Multidisciplinary conference honors Frank Upham’s wide-ranging scholarship

Frank Upham, arms folded, with theater seats in background

NYU Law faculty members and scholars from around the world gathered on November 14 and 15 for a conference at the Law School honoring Frank Upham, Wilf Family Professor of Property Law Emeritus. More than 15 speakers presented research in the areas of comparative law, gender, and property—themes that have been central to Upham’s own work. 

“His generosity, his flexibility, and his intrepidness [are] what make Frank such a special colleague and friend and teacher,” said Carol Liebman, clinical professor of law emerita at Columbia Law School, one of three luncheon speakers who offered personal recollections of Upham. “Frank is somebody whose curiosity and enthusiasm are too great to put in any single box. Look at the range of topics that have to be covered [here], how many days it’s going to take to pay tribute in this conference to all of Frank’s work and the impact he’s had in so many areas.”

Among the many scholars presenting their work at the conference were Mark Ramseyer of Harvard Law School; Gila Stopler, professor of law at the College of Law and Business, Israel; Donald Clarke, emeritus professor at the George Washington University Law School; and Nobuko Nagase, professor at Otsuma Women's University, Japan.

As Liebman noted, Upham’s career has been multidisciplinary and international in scope. He has taught property, law and development, and a variety of courses and seminars on comparative law and society with an emphasis on East Asia and the developing world. He served as faculty director of NYU Law’s Global Law School Program from 1997 to 2002. Co-founder of the U.S.-Asia Law Institute, he served as co-director until 2016.

After graduating from the Woodrow Wilson School of Public and International Affairs at Princeton University in 1967, Upham taught in the Department of Western Languages at Tunghai University in Taichung, Taiwan. He also worked as a freelance journalist in Vietnam, Cambodia, and Laos, covering the Vietnam War for Time, Sports Illustrated, and other publications. Upham received his JD from Harvard Law School in 1974 and taught at Ohio State, Harvard, and Boston College law schools before moving to NYU Law in 1994.

Upham has spent considerable time at various institutions in Asia, including as a Japan Foundation Fellow and Visiting Scholar at Doshisha University in 1977, as a research fellow of the Japan Society for the Promotion of Science at Sophia University in 1986, and as a visiting professor at Tsinghua University in Beijing in 2003. His scholarship has long focused on Japan, and his book Law and Social Change in Postwar Japan—a standard reference for discussions of Japanese law and its social and political role in contemporary Japan—received the Thomas J. Wilson Prize from Harvard University Press in 1987. More recently, he has researched and written about Chinese law and society and about the role of law in social and political development more generally. In 2024, the government of Japan awarded Upham the Order of the Rising Sun, Gold Rays with Neck Ribbon, for promoting the understanding of Japanese law. “He may understand the Japanese legal system more than most lawyers in Japan since he helped shape it," Japanese Ambassador Mikio Mori said as he bestowed the award.

“Frank is an adventurer, both in his personal life and in his scholarship,” said another conference speaker, Michael Schill, former president of Northwestern University and a former NYU Law professor. “He has done pathbreaking research in comparative law of property and development—but you all know that.…Frank, throughout his career, was always ready to try new challenges.

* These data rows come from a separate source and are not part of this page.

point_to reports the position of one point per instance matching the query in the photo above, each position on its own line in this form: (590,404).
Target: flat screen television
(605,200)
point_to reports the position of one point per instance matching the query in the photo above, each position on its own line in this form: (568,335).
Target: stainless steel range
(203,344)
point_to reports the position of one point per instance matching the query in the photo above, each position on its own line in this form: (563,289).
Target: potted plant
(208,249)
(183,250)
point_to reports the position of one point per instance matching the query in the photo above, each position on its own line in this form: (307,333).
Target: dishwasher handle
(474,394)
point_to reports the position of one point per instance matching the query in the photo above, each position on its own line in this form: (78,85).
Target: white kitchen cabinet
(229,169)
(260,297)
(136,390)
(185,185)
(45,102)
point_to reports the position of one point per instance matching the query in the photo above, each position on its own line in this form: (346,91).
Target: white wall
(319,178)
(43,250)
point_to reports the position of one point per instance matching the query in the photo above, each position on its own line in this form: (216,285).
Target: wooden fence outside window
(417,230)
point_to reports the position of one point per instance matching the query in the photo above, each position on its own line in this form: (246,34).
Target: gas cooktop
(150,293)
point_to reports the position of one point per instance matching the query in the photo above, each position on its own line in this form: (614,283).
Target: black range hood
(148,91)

He went to Vietnam as a journalist during the war…. He traveled the world many times over…and started any number of global initiatives.”

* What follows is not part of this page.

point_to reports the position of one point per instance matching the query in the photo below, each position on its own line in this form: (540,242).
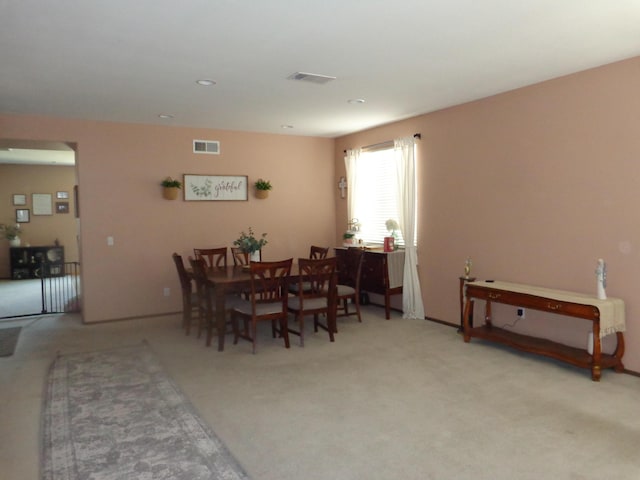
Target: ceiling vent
(212,147)
(311,78)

Speaking after Schill, NYU Law President Emeritus John Sexton credited Upham with helping inspire NYU’s international growth. “I pictured his teaching as we developed the global network university concept,” said Sexton, Law School dean emeritus and Benjamin F. Butler Professor of Law. “He was an important part of encouraging me to do that.”

When Upham took the microphone a few minutes later, he talked about what NYU Law community has meant to him. “What makes a good institution…is the respect that people in that institution have for each other,” he said. “…What has made my life here, decades here, so wonderful is that when I come in the doors of Vanderbilt Hall…I look at the security people, and I know who they are, and they know who I am. And [when I’m in my office] one particular person comes around to take care of things, clean stuff, and she always says, ‘How’s the family?’”

Upham continued: “It’s being fortunate enough to be in a place where there is almost literally a network—I mean there are ties between people, not just people on the faculty and not just people in the security [staff] or not just among the students, but among the whole institution. And that’s what I learned from my time here…and I’m very grateful for what I’ve had here.”